Home > And Then There Was Us (And Then There Was, 2)(11)

And Then There Was Us (And Then There Was, 2)(11)
Author: Jenika Snow

“You feel it too,” I said before I could censor my words. But I didn’t regret them. I wouldn’t take them back. Korrie did feel what I felt. I could tell by the way her pupils dilated, by the shallow way she started breathing. I could see it in the way she licked her lips, her eyes lowering to mine as if she ached for me to kiss her in the same mind-shattering way I yearned to.

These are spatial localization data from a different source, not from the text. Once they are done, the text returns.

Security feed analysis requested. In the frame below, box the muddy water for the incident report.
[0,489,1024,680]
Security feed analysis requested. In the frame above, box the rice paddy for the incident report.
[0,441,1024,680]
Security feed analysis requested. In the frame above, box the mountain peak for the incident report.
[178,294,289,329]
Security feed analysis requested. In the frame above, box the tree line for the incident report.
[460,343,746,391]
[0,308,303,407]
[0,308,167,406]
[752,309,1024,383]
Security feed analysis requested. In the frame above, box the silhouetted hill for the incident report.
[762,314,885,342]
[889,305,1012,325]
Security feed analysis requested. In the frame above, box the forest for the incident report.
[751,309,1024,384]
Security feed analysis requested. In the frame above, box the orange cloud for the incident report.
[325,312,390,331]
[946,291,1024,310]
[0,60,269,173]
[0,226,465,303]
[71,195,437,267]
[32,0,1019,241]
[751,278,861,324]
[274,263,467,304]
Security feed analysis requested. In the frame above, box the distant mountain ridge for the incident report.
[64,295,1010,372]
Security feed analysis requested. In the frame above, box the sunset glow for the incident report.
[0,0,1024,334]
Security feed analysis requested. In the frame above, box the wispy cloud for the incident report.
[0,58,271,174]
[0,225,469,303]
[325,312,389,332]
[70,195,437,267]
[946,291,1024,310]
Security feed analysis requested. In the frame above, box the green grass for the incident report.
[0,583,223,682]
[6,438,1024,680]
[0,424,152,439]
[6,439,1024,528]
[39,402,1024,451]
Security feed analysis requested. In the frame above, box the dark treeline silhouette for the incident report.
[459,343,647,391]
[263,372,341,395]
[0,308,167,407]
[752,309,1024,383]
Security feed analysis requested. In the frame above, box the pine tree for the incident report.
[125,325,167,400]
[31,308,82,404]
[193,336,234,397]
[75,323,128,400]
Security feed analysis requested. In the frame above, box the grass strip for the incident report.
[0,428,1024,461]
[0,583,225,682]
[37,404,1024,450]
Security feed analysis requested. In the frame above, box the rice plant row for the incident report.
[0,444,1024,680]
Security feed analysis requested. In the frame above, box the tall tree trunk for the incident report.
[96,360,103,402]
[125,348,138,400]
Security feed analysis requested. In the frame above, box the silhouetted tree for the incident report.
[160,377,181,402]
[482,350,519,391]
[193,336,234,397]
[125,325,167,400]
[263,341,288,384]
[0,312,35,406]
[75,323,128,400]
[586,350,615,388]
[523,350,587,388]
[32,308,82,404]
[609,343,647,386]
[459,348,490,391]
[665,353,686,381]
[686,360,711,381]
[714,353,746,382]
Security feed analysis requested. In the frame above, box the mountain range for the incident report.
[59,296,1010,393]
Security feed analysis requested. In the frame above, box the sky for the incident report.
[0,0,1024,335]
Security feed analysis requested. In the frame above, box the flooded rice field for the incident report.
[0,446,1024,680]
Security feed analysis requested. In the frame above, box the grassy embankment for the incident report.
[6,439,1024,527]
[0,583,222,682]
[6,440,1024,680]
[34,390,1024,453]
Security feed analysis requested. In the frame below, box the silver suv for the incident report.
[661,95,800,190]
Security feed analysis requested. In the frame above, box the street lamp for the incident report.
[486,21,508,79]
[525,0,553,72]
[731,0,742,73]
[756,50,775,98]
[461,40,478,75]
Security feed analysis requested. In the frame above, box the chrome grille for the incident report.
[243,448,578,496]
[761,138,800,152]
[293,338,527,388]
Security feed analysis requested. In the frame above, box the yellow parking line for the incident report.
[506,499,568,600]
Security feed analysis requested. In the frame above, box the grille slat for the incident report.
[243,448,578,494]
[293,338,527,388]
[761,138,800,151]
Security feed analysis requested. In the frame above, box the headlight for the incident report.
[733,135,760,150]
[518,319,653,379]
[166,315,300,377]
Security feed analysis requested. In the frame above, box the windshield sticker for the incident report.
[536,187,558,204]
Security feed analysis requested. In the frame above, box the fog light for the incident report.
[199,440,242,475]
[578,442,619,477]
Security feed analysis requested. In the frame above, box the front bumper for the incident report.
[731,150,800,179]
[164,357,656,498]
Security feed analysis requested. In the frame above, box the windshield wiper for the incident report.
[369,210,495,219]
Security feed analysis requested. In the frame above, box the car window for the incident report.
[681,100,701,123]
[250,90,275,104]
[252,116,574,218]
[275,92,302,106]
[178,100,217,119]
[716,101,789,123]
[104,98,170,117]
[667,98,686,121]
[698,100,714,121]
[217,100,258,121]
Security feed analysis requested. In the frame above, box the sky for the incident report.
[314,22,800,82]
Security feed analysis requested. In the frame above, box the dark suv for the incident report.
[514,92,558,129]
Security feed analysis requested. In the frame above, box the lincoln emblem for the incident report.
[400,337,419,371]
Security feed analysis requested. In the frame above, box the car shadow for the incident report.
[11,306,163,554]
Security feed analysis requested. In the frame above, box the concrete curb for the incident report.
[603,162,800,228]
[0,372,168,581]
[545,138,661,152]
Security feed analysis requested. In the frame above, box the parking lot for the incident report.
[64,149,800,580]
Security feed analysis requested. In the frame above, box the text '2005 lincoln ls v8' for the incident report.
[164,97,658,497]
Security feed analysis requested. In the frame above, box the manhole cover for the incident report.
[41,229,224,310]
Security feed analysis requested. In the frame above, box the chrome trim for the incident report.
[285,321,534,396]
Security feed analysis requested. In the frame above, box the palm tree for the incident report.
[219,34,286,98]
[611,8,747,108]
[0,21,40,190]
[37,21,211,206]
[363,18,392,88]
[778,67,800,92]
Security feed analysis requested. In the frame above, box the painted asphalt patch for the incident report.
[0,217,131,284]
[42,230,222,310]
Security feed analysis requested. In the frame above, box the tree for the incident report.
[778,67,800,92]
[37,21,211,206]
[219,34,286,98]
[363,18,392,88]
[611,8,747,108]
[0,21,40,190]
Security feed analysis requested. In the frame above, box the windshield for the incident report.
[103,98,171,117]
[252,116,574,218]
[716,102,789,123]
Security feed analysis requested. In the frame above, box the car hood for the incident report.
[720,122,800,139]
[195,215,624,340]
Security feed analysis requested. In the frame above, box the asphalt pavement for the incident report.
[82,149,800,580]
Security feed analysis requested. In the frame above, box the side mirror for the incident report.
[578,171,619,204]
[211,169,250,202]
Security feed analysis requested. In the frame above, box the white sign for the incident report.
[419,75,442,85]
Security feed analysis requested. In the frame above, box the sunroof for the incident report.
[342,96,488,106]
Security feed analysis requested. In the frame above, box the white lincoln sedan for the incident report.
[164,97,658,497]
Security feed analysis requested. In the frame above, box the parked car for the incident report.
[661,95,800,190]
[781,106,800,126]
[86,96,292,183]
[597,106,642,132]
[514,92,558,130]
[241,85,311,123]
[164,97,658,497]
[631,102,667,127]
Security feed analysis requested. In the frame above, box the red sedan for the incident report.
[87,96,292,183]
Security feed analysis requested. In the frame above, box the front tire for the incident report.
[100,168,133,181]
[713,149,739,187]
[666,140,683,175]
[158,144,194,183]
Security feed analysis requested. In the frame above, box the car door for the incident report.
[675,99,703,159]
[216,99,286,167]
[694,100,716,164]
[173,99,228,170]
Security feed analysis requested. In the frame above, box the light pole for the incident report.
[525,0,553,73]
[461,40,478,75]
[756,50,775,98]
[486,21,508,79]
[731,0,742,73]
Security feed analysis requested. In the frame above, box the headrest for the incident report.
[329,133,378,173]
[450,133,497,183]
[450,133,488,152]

There was this hazy fog that surrounded me, clouding my judgment, all rationalization telling me I needed to make Korrie mine. There was no other priority I had unless it was claiming her, and even then I knew nothing else would be as important to me as her.

“Say something,” I whispered, desperate to have her tell me what was on her mind.

But she didn’t say anything. Instead I felt her hand on my chest, and I lowered my gaze to see her hand against me. Her fingers were long, delicate, and feminine. Her nails had this clear glossy shine to them… so pretty. My heart thundered harder. Could she feel it? Could she feel how hard it beat for her?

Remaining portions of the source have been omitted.